The animation’s not bad. But the staggeringly complicated Tolkien-C.S. Lewis setting, the reptilian leads and the faded fairy-tale plot skewer poor “Delgo” before we have a chance to figure out what’s going on here and why.

The title character (Freddie Prinze Jr.) is a tall, thin Lockni lad, a mod dinosaurish dude with an inexpressive face and ears that only a Lockni mom could love.

He lives in a land where his people invited the homeless, winged Nohrin to stay after they’d ruined their own country. Treachery rules the day as the Nohrin, decades on the ground, seek to seize control over peaceful Jhamora.

Hewitt is the winged Nohrin Princess Kyla, who is smitten by the boy who cannot fly. Malcolm McDowell and Val Kilmer voice competing generals; Chris Kattan and Eric Idle do comic relief, with Idle as a limp Mr. Malaprop.

Michael Clarke Duncan is the Obi Wan who teaches Delgo how to master the magic stones. Did I mention there are magic stones?

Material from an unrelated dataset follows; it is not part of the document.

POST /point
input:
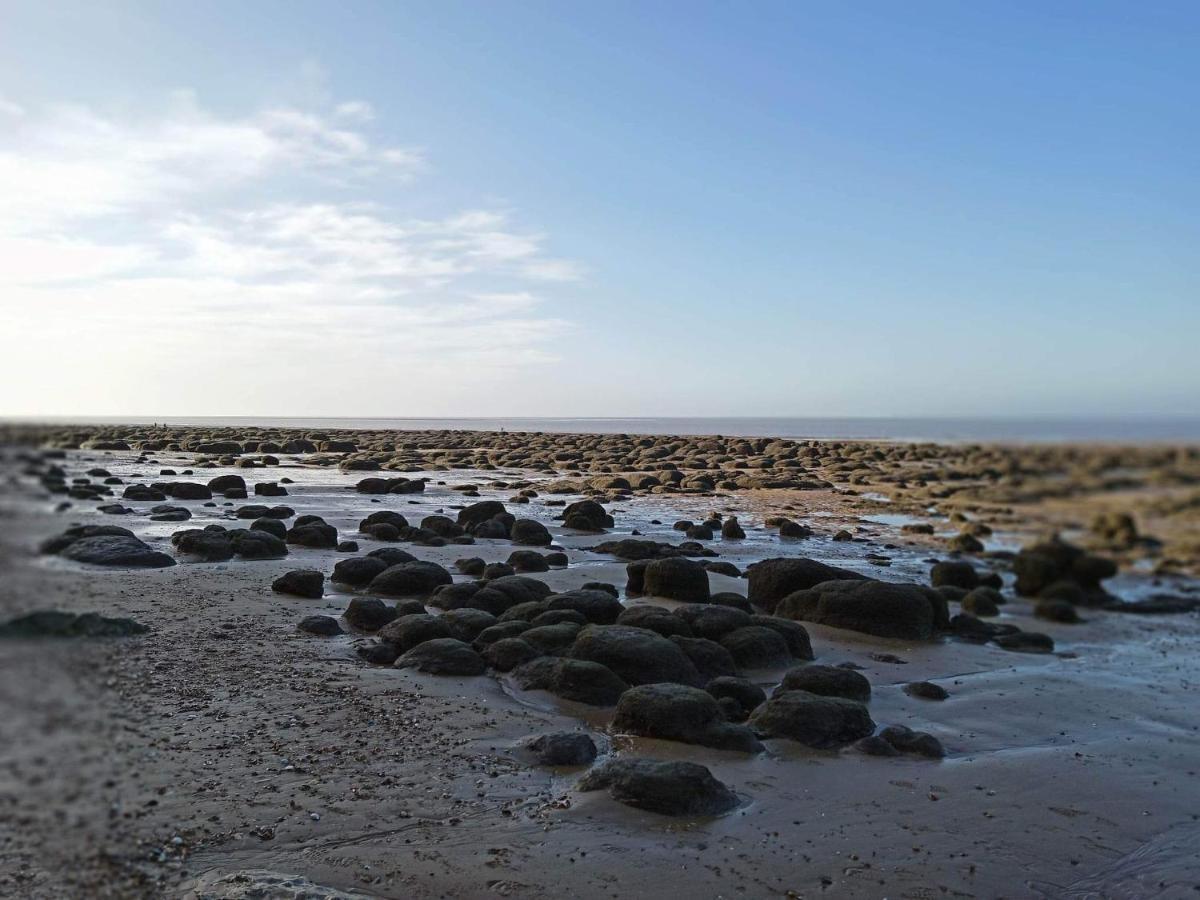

Never mind.

“Connect with the stone, Delgo, feel its pulse. CONTROL the stones.”

The staggering amount of back story doesn’t make the climax any more climactic. The winged Nohrin battle the Lockni, who mount huge winged dinosaurs whom they ride into combat as the factions fight it out for control of this Dinotopia. Boy dino and girl dino flirt, fight and rescue one another from the villains.

The late Anne Bancroft (she died in June 2005) voiced the vampy, seditious Sedessa, who loses her wings in a failed coup, but who lives to scheme and vamp another day.

With dinosaurs and magic stones and computer animation, “This has everything,” the filmmakers must have declared to potential investors.

But if there’s a lesson recent Hollywood history has taught us, it’s that not every cut-rate animation that comes along finds an audience, and not many of them deserve one.